So... I'm quite willing to redo my patch, replacing the simple mdelay() call with an interation-limited "check flag, sleep if it's still scanning" loop and a graceful bailout after a reasonable time (100 ms?). Would that be satisfactory to all concerned? If so, perhaps it would be wise to have the #228 patch use the same technique?

Is there a call other than mdelay() which would be preferable?

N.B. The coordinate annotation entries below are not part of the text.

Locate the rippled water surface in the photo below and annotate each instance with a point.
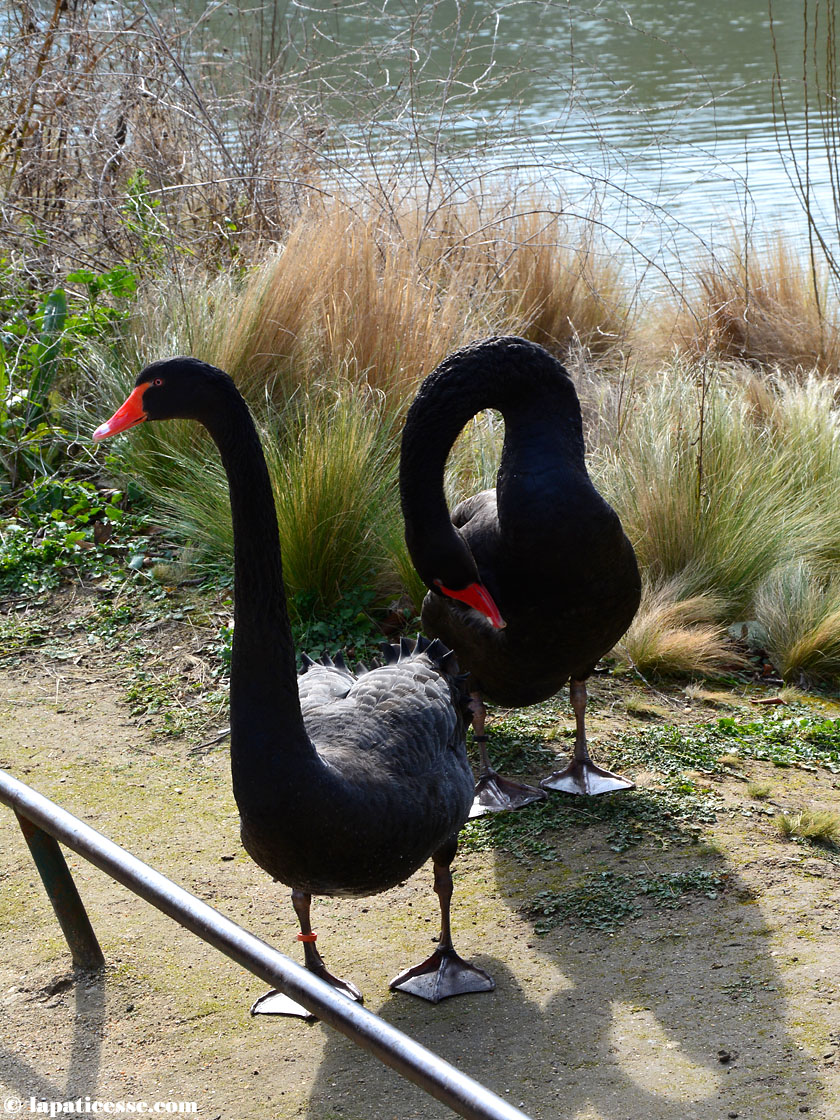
(659, 117)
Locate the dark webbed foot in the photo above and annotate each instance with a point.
(276, 1002)
(584, 776)
(496, 794)
(445, 973)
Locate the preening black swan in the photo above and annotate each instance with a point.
(544, 546)
(345, 784)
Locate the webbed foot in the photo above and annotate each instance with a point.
(496, 794)
(584, 776)
(277, 1002)
(445, 973)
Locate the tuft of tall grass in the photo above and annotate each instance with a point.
(703, 490)
(562, 288)
(764, 305)
(820, 827)
(798, 607)
(674, 633)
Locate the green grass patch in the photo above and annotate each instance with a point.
(607, 901)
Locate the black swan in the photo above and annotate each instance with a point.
(345, 784)
(544, 546)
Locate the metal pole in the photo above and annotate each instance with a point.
(64, 896)
(442, 1081)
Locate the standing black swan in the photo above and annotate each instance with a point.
(544, 546)
(345, 785)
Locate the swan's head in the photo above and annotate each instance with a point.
(177, 388)
(447, 567)
(476, 596)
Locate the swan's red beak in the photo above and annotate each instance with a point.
(477, 596)
(126, 417)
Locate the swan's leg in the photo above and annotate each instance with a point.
(276, 1002)
(494, 793)
(444, 973)
(581, 775)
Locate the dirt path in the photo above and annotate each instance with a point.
(722, 1008)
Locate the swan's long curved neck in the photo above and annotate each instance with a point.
(543, 434)
(267, 726)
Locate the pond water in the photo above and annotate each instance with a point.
(658, 118)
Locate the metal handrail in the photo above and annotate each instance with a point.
(37, 813)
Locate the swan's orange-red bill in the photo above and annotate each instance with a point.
(477, 596)
(126, 417)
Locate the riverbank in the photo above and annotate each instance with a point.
(690, 979)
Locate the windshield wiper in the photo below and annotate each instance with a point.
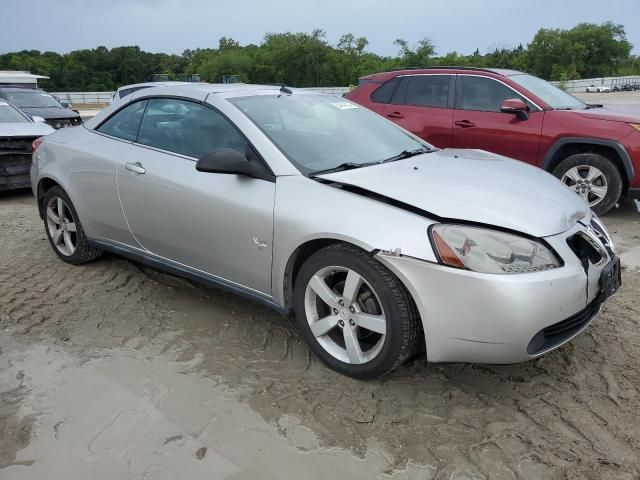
(407, 154)
(342, 167)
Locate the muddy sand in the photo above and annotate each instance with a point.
(114, 370)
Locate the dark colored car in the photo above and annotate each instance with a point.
(17, 134)
(38, 103)
(593, 149)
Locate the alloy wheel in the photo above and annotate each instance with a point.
(588, 182)
(345, 315)
(61, 226)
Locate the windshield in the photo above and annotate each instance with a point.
(32, 99)
(553, 96)
(8, 114)
(321, 132)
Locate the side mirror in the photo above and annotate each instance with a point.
(230, 161)
(516, 107)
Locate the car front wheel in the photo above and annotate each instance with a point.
(354, 313)
(64, 229)
(594, 177)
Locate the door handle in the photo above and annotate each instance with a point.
(465, 123)
(135, 168)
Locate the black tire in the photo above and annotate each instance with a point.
(403, 329)
(606, 166)
(83, 251)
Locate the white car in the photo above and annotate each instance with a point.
(599, 89)
(17, 133)
(127, 90)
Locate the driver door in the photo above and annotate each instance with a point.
(220, 224)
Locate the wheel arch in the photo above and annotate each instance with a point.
(614, 151)
(303, 252)
(44, 185)
(295, 261)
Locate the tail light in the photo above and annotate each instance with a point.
(36, 143)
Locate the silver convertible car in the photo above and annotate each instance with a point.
(380, 244)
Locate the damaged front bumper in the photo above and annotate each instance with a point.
(15, 163)
(502, 319)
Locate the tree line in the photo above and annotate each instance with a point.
(308, 59)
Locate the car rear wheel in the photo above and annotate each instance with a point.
(594, 177)
(354, 313)
(64, 229)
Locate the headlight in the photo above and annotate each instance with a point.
(490, 251)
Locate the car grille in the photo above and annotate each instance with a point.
(59, 123)
(15, 162)
(560, 332)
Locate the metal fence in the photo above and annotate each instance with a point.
(101, 98)
(577, 86)
(85, 98)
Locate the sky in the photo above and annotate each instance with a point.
(172, 26)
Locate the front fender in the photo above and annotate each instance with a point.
(306, 210)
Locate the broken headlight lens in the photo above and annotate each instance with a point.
(490, 251)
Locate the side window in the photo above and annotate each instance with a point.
(187, 128)
(483, 94)
(126, 123)
(428, 90)
(129, 91)
(384, 92)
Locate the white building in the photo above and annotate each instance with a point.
(21, 78)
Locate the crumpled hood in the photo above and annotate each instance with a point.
(49, 112)
(615, 113)
(25, 129)
(476, 186)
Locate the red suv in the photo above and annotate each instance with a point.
(594, 150)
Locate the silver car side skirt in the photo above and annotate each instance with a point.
(184, 271)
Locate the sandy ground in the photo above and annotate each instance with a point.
(114, 370)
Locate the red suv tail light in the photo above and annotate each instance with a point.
(36, 143)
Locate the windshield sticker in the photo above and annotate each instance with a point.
(344, 105)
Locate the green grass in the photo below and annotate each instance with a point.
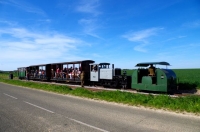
(181, 104)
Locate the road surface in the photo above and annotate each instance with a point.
(29, 110)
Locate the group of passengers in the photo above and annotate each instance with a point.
(68, 73)
(39, 73)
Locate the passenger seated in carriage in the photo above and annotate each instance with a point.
(151, 70)
(64, 72)
(57, 73)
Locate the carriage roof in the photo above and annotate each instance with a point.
(145, 64)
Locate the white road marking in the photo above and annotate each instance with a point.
(39, 107)
(9, 96)
(87, 125)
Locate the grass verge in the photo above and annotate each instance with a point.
(180, 104)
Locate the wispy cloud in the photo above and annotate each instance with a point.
(174, 38)
(89, 27)
(89, 6)
(141, 38)
(24, 6)
(32, 46)
(89, 24)
(194, 24)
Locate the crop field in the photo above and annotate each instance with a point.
(188, 78)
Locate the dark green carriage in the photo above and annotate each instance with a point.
(164, 80)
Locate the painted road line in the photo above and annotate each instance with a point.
(10, 96)
(87, 125)
(39, 107)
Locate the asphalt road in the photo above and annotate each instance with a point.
(29, 110)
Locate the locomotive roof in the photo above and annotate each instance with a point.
(145, 64)
(104, 63)
(74, 62)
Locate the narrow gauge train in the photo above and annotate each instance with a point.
(164, 80)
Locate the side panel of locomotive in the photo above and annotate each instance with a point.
(164, 80)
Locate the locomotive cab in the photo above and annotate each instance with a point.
(163, 80)
(102, 74)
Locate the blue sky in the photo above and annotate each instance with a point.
(121, 32)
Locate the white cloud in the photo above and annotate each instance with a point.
(141, 38)
(193, 24)
(24, 6)
(89, 27)
(35, 48)
(89, 6)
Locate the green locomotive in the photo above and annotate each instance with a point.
(162, 80)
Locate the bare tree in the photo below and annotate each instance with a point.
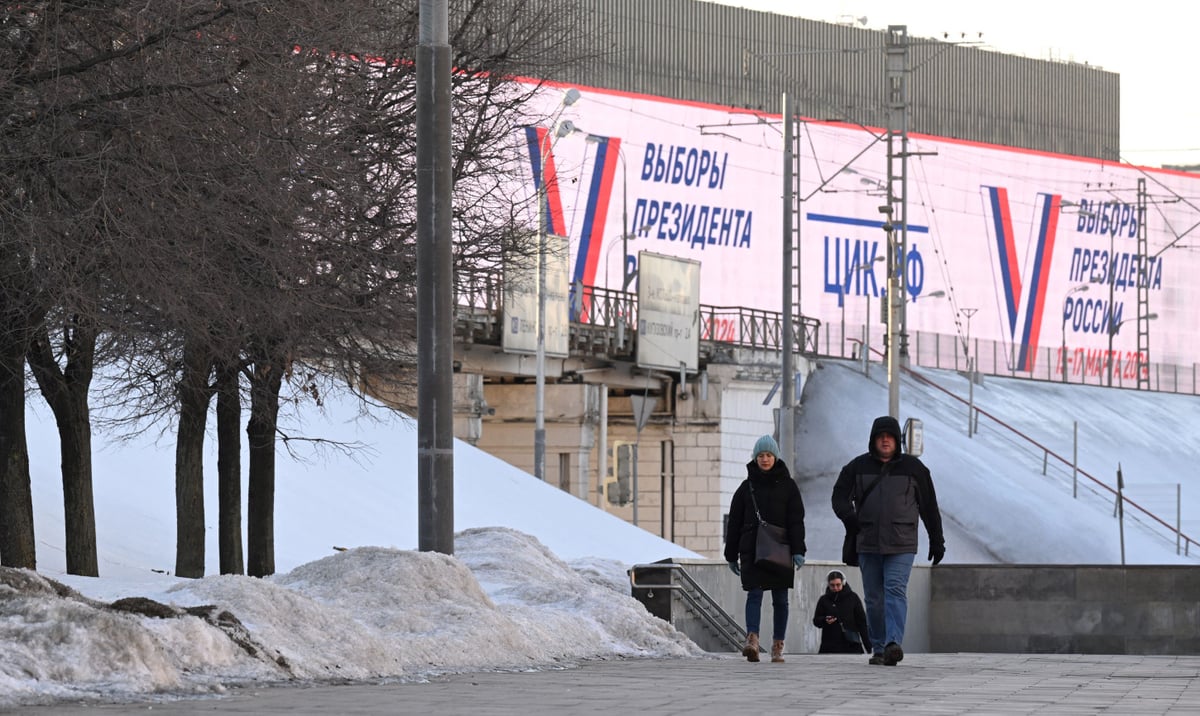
(225, 191)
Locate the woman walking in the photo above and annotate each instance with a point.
(767, 494)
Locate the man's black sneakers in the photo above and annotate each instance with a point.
(892, 655)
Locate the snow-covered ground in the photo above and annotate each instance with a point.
(538, 577)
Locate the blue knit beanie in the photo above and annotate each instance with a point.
(766, 444)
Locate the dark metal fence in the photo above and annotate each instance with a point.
(993, 358)
(605, 320)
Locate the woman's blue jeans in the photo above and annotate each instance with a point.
(886, 593)
(779, 612)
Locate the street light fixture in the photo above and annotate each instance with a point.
(1066, 300)
(546, 144)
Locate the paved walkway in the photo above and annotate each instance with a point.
(924, 684)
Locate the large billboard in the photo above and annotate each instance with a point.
(1029, 248)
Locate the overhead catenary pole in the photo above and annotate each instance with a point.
(786, 426)
(897, 108)
(435, 284)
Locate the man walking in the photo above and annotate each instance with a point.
(880, 495)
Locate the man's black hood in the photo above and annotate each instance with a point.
(885, 425)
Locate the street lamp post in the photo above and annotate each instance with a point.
(894, 300)
(966, 342)
(539, 431)
(1078, 289)
(1110, 277)
(1114, 331)
(867, 322)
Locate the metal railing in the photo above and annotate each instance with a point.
(605, 320)
(696, 599)
(1048, 456)
(993, 358)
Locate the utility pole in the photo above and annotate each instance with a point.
(786, 416)
(895, 65)
(435, 284)
(1141, 362)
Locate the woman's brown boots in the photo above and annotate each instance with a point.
(777, 651)
(751, 649)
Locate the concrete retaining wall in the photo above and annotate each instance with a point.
(1065, 609)
(988, 608)
(725, 588)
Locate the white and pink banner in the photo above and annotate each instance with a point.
(1038, 248)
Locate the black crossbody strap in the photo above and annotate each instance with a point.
(870, 487)
(753, 499)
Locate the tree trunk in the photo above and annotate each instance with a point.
(17, 543)
(264, 409)
(66, 391)
(229, 470)
(193, 408)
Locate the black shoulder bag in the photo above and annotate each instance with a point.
(773, 551)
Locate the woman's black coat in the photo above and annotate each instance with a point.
(780, 503)
(847, 608)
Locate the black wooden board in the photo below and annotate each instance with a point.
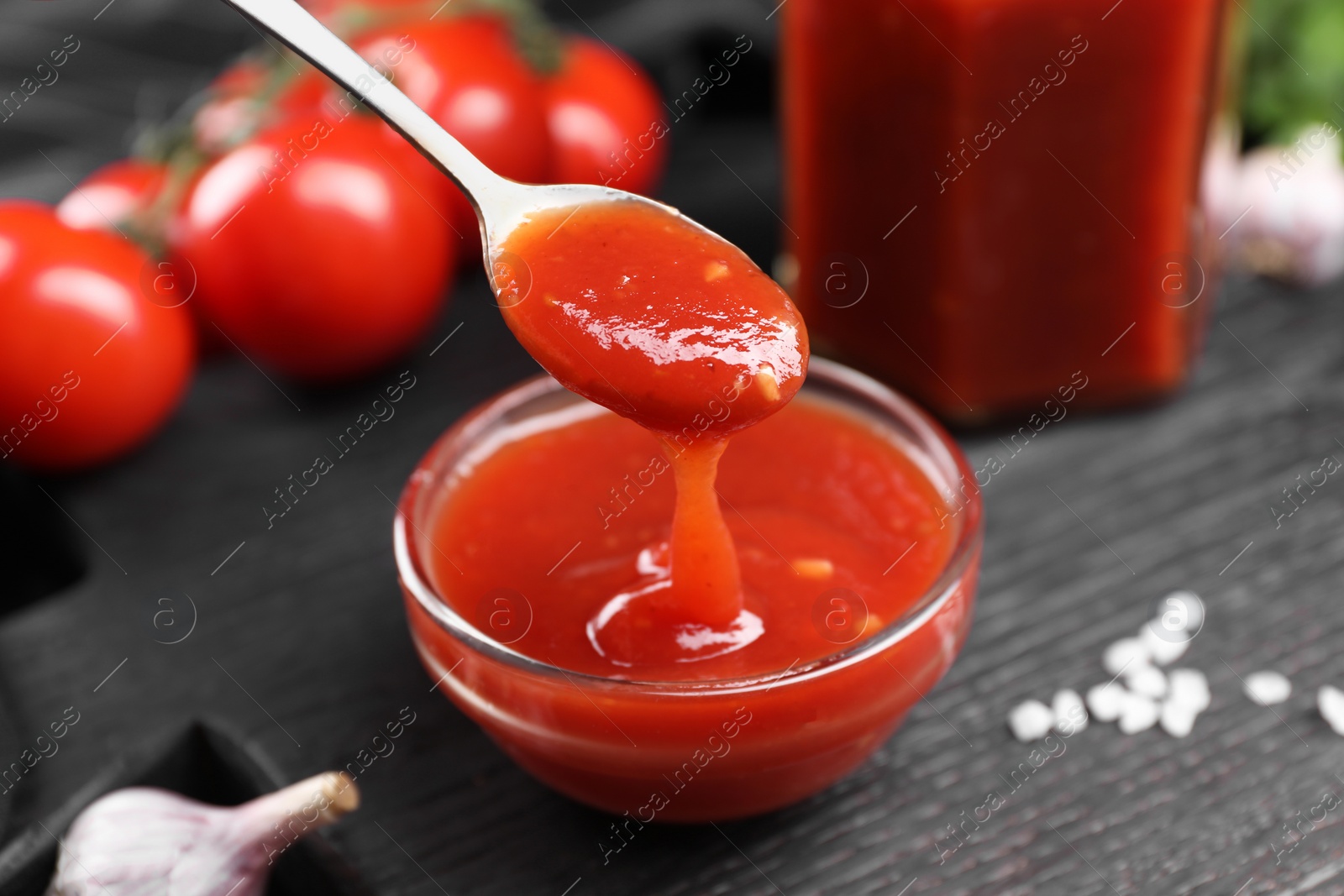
(300, 644)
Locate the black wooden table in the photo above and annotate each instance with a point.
(299, 652)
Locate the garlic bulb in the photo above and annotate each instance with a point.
(1283, 211)
(144, 840)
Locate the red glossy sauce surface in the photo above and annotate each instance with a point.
(669, 325)
(1052, 194)
(651, 316)
(557, 521)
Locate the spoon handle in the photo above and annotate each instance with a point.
(311, 39)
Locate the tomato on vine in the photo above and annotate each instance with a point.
(316, 246)
(89, 365)
(605, 120)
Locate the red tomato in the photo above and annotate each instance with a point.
(112, 195)
(89, 365)
(315, 246)
(606, 121)
(465, 73)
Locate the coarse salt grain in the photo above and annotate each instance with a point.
(1106, 701)
(1330, 700)
(1178, 720)
(1268, 688)
(1032, 720)
(1140, 714)
(1162, 649)
(1126, 653)
(1070, 714)
(1146, 680)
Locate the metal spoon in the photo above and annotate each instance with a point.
(501, 204)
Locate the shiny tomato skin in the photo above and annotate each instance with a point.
(112, 195)
(89, 365)
(315, 248)
(605, 120)
(465, 73)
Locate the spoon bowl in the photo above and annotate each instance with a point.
(632, 295)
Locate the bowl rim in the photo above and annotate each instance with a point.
(951, 578)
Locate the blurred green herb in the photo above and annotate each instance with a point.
(1294, 74)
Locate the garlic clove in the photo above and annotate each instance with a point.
(147, 840)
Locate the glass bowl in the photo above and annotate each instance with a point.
(694, 752)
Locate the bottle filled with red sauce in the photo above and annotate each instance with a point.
(675, 580)
(985, 196)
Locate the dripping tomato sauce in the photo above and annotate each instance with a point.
(528, 513)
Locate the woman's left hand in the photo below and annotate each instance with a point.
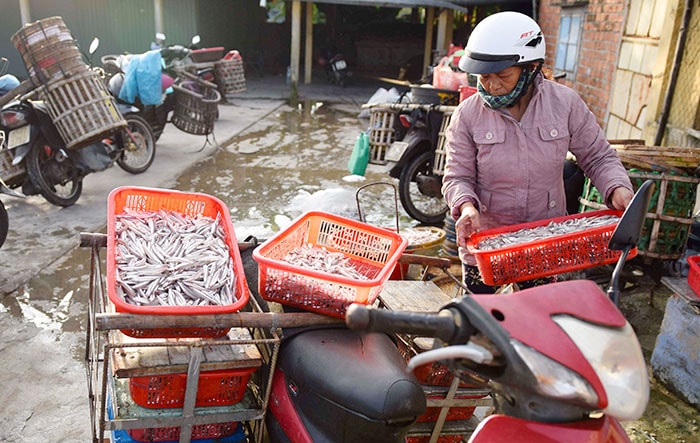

02/01/06 06:42:37 changed by kelmo

  • patch_attached set to 1.

02/01/06 23:43:27 changed by scottraynel@gmail.com

  • cc set to scottraynel@gmail.com.

Hi,

Please see my comment (and patch) attached to ticket #228.

Cheers,

Scott.

02/02/06 08:42:19 changed by kelmo

One user (Manfred on madwifi-users) reported that madwifi-ng will fail to compile on linux 2.6.11 when this patch is applied:-

make[2]: Entering directory `/usr/src/linux-2.6.11-kanotix-11'
  CC [M]  /usr/src/modules/madwifi-ng/net80211/if_media.o
  CC [M]  /usr/src/modules/madwifi-ng/net80211/ieee80211.o
  CC [M]  /usr/src/modules/madwifi-ng/net80211/ieee80211_beacon.o
  CC [M]  /usr/src/modules/madwifi-ng/net80211/ieee80211_crypto.o
  CC [M]  /usr/src/modules/madwifi-ng/net80211/ieee80211_crypto_none.o
  CC [M]  /usr/src/modules/madwifi-ng/net80211/ieee80211_input.o
  CC [M]  /usr/src/modules/madwifi-ng/net80211/ieee80211_node.o
  CC [M]  /usr/src/modules/madwifi-ng/net80211/ieee80211_output.o
  CC [M]  /usr/src/modules/madwifi-ng/net80211/ieee80211_power.o
  CC [M]  /usr/src/modules/madwifi-ng/net80211/ieee80211_proto.o
  CC [M]  /usr/src/modules/madwifi-ng/net80211/ieee80211_scan.o
  CC [M]  /usr/src/modules/madwifi-ng/net80211/ieee80211_wireless.o
/usr/src/modules/madwifi-ng/net80211/ieee80211_wireless.c: In function 
`ieee80211_ioctl_siwscan':
/usr/src/modules/madwifi-ng/net80211/ieee80211_wireless.c:1296: error: storage 
size of `req' isn't known
/usr/src/modules/madwifi-ng/net80211/ieee80211_wireless.c:1296: warning: 
unused variable `req'
make[3]: *** [/usr/src/modules/madwifi-ng/net80211/ieee80211_wireless.o] Error 
1
make[2]: *** [_module_/usr/src/modules/madwifi-ng/net80211] Error 2
make[2]: Leaving directory `/usr/src/linux-2.6.11-kanotix-11'
make[1]: *** [all] Error 2
make[1]: Leaving directory `/usr/src/modules/madwifi-ng/net80211'
make: *** [modules] Fehler 1

Does it require a recent WE version to function? or am I on the wrong track?

Thanks, Kel.

02/02/06 19:57:57 changed by dplatt@radagast.org

Hmmm. I'd been building it against 2.6.14, and it seemed to work OK in that kernel. I'll check to see if there were changed in the wireless extensions (either in detail or in structure) between 2.6.10 and 2.6.14 which would have caused this.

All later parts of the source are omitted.